Bev Godwin, director of online resources and interagency development for the White House new media team, asked the public on Friday to weigh in on the decade-old federal policy that does not allow agencies to use persistent cookies on their Web sites. The reason has to do with privacy, but it makes it harder for agencies to create Web services like those in the private sector.

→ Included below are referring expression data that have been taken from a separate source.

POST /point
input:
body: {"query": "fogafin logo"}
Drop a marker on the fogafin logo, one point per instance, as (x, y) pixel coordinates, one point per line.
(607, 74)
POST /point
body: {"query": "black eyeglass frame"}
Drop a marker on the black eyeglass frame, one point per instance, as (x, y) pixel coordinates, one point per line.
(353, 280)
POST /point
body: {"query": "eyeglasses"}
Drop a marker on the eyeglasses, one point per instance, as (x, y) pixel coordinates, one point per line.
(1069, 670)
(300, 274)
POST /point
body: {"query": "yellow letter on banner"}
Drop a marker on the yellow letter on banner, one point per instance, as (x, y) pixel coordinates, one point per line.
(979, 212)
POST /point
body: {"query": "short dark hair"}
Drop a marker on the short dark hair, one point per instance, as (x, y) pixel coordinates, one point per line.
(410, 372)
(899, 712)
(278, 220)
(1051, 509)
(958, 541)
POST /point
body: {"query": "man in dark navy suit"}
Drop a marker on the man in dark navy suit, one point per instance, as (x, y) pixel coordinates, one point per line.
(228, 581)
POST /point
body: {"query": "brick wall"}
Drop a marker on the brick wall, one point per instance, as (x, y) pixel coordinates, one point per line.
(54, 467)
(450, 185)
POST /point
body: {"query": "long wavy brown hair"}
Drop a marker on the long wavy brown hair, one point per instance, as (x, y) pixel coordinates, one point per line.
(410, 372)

The White House wants the public to tell them what they think.



COMMENTS
Be informed that I am now using Firefox as my browser, with settings to delete all cookies, including super cookies, as soon as I exit any browser session.
I get this support thru the Better Privacy add-on to Fire Fox.

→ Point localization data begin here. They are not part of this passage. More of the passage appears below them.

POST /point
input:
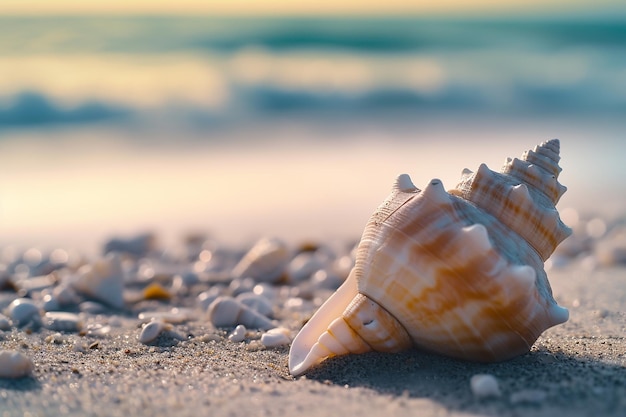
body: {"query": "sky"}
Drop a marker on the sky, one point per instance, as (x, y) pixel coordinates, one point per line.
(308, 7)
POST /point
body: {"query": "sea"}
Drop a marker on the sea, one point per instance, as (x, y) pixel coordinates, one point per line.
(291, 127)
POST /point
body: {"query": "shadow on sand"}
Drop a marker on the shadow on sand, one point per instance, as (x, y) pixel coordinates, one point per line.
(572, 386)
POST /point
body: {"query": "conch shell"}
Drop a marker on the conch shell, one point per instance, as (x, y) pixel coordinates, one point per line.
(459, 273)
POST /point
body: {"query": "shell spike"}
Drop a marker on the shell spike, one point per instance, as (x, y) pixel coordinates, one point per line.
(304, 353)
(404, 184)
(435, 192)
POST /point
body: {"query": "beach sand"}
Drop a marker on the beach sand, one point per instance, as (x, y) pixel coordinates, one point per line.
(575, 369)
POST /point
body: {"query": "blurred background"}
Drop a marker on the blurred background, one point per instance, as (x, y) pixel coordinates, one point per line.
(292, 119)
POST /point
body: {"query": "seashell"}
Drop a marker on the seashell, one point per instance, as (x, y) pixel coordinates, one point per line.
(238, 334)
(102, 280)
(265, 261)
(14, 364)
(459, 273)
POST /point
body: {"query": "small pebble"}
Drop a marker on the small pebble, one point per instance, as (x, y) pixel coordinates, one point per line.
(238, 335)
(103, 280)
(92, 307)
(151, 331)
(14, 364)
(226, 311)
(265, 261)
(529, 396)
(278, 336)
(175, 315)
(98, 330)
(56, 338)
(23, 311)
(62, 321)
(50, 303)
(5, 323)
(258, 303)
(484, 386)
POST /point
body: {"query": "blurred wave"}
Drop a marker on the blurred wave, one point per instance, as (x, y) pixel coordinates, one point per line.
(31, 109)
(80, 70)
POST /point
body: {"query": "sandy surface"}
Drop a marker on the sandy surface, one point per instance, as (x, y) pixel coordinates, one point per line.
(576, 369)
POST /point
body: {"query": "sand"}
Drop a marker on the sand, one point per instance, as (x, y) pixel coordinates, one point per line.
(575, 369)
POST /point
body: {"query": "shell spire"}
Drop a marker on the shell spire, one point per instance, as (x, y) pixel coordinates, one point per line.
(458, 273)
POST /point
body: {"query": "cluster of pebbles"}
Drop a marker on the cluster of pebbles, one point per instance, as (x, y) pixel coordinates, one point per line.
(259, 296)
(595, 242)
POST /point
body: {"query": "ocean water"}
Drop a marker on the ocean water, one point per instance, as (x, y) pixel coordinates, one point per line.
(293, 127)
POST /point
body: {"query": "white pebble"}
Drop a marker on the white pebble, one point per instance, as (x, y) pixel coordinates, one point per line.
(22, 311)
(238, 335)
(484, 386)
(175, 315)
(275, 337)
(92, 307)
(98, 330)
(14, 364)
(102, 280)
(62, 321)
(303, 265)
(264, 262)
(56, 338)
(205, 298)
(150, 331)
(5, 323)
(50, 303)
(529, 396)
(256, 302)
(226, 311)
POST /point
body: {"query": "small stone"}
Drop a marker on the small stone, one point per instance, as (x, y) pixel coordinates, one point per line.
(92, 307)
(102, 280)
(226, 311)
(265, 261)
(238, 335)
(56, 338)
(23, 311)
(256, 302)
(14, 364)
(151, 331)
(278, 336)
(484, 386)
(62, 321)
(98, 330)
(529, 396)
(5, 323)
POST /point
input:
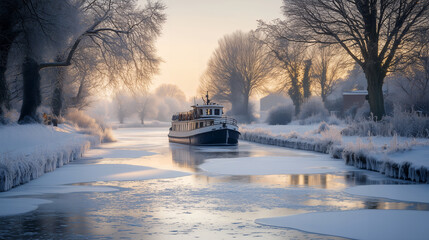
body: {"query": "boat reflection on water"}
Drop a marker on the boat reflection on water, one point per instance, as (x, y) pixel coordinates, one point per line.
(191, 157)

So far I have not yet found a site that has denied me access because I had deleted cookies from last time I visited.
Some Gov web sites do use some features that I believe are asking for security trouble down the road, such as Flash (controlled by a private enterprise that could get hacked) ... I am constantly deciding not to look at some info, because the webmaster has taken security risk choices, that I do not want to share, because I have no idea about the cyber security of the plugins needed to view the data.
I find out about these risk with the No Script add on to Fire Fox.

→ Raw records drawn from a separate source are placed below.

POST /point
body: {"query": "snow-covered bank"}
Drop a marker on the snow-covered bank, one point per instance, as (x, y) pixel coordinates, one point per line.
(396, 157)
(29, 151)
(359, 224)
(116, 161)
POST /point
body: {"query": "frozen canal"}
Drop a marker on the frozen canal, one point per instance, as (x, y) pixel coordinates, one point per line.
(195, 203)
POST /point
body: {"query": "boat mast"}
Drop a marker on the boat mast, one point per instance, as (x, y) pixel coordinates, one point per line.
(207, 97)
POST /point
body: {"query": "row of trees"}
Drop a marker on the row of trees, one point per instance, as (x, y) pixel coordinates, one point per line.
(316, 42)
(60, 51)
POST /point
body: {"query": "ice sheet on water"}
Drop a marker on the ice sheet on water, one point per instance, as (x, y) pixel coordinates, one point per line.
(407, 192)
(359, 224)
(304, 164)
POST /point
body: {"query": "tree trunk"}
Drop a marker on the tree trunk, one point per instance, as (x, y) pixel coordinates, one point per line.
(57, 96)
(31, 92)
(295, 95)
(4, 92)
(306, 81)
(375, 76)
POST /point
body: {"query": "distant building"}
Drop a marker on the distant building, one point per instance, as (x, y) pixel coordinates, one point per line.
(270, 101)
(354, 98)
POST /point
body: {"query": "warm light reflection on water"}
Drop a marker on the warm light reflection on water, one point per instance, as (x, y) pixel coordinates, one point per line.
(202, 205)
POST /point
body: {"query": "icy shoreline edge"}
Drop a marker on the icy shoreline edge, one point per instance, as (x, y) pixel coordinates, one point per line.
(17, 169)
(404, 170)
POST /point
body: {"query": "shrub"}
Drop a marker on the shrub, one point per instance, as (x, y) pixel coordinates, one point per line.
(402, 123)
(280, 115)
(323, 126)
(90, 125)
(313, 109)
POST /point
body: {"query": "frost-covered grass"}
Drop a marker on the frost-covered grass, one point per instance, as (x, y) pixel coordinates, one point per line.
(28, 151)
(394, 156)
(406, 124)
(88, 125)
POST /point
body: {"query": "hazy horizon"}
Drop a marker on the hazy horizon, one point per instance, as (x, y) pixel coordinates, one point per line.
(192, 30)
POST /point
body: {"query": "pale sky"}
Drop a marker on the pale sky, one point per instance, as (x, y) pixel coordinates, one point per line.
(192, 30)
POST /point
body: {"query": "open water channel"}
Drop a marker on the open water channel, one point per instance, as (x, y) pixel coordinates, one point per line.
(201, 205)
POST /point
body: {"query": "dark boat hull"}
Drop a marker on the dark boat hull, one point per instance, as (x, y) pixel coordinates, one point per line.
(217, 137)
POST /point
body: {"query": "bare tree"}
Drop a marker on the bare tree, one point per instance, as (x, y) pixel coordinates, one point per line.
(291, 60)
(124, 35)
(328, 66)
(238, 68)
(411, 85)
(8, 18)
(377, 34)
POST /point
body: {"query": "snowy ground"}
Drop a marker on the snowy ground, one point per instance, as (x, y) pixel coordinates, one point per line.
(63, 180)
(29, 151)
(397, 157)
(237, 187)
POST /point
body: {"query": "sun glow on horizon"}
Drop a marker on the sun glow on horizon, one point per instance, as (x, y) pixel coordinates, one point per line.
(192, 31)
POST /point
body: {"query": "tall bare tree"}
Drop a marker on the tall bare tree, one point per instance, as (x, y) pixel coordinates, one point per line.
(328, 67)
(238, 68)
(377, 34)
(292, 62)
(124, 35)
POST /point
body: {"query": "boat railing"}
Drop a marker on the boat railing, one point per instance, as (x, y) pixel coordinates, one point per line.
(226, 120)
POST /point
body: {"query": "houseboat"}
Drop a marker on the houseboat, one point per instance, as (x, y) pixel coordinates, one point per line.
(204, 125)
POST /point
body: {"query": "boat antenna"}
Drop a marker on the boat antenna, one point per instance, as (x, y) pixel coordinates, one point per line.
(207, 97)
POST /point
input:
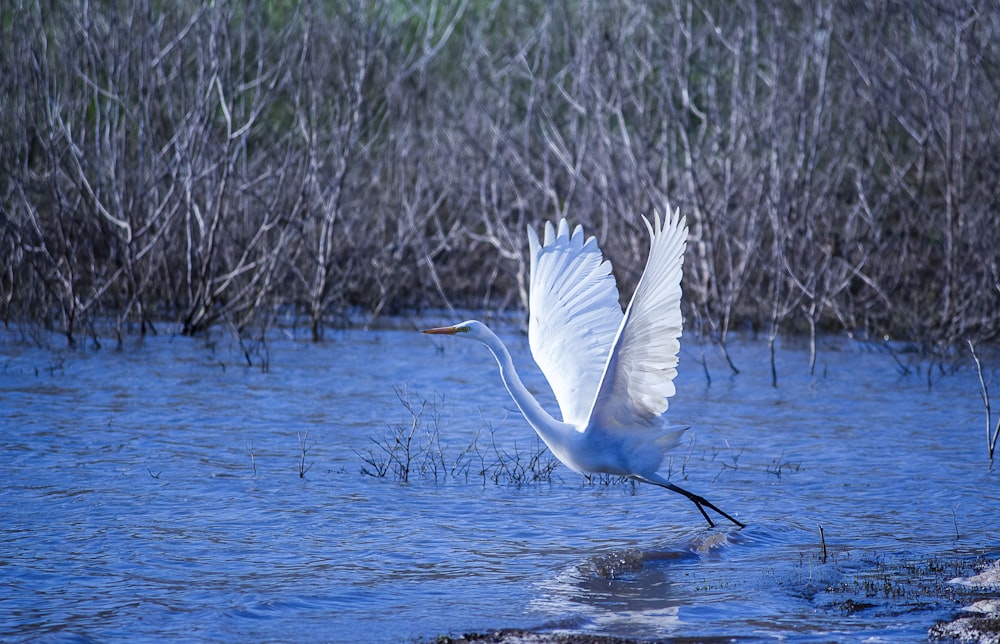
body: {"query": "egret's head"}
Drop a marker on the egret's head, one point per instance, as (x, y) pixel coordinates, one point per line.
(468, 329)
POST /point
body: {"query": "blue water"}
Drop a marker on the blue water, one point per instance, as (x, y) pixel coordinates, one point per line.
(155, 492)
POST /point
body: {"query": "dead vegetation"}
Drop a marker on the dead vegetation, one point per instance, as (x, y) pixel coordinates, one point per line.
(229, 163)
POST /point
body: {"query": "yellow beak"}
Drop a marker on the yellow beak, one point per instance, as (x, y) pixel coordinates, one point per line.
(442, 330)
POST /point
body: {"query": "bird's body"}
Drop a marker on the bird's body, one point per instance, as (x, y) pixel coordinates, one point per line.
(611, 372)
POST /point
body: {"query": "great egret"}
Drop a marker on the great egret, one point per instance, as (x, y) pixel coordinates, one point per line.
(611, 373)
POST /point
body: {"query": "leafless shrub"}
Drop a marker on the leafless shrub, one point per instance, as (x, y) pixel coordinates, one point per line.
(992, 433)
(220, 163)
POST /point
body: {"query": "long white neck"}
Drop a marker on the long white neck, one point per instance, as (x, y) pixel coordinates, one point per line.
(547, 427)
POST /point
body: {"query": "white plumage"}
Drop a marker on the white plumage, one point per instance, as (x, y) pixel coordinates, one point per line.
(611, 372)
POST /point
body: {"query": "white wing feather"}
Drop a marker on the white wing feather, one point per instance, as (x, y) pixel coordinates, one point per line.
(640, 371)
(574, 314)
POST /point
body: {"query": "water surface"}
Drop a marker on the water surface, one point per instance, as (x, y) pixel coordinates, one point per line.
(161, 491)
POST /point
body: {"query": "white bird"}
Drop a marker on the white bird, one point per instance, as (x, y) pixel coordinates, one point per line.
(611, 373)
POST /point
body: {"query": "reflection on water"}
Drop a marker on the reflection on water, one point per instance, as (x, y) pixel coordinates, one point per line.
(156, 492)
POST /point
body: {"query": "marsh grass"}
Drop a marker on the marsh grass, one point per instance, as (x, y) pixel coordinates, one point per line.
(414, 448)
(387, 156)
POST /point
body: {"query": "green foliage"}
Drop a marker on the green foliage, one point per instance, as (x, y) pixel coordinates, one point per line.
(221, 163)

It is like when we get phone spam, trying to sell us some product or service, where we have not researched the outfit involved. They want us to buy NOW, and invariably I decline, because most times when I have gone along with the pitch, I end up regretting it later.
When a web site asks us to install this or that, to access whatever, it is not so easy to ask "what the heck is this, and why do we need it?" much easier to say "forget about that information."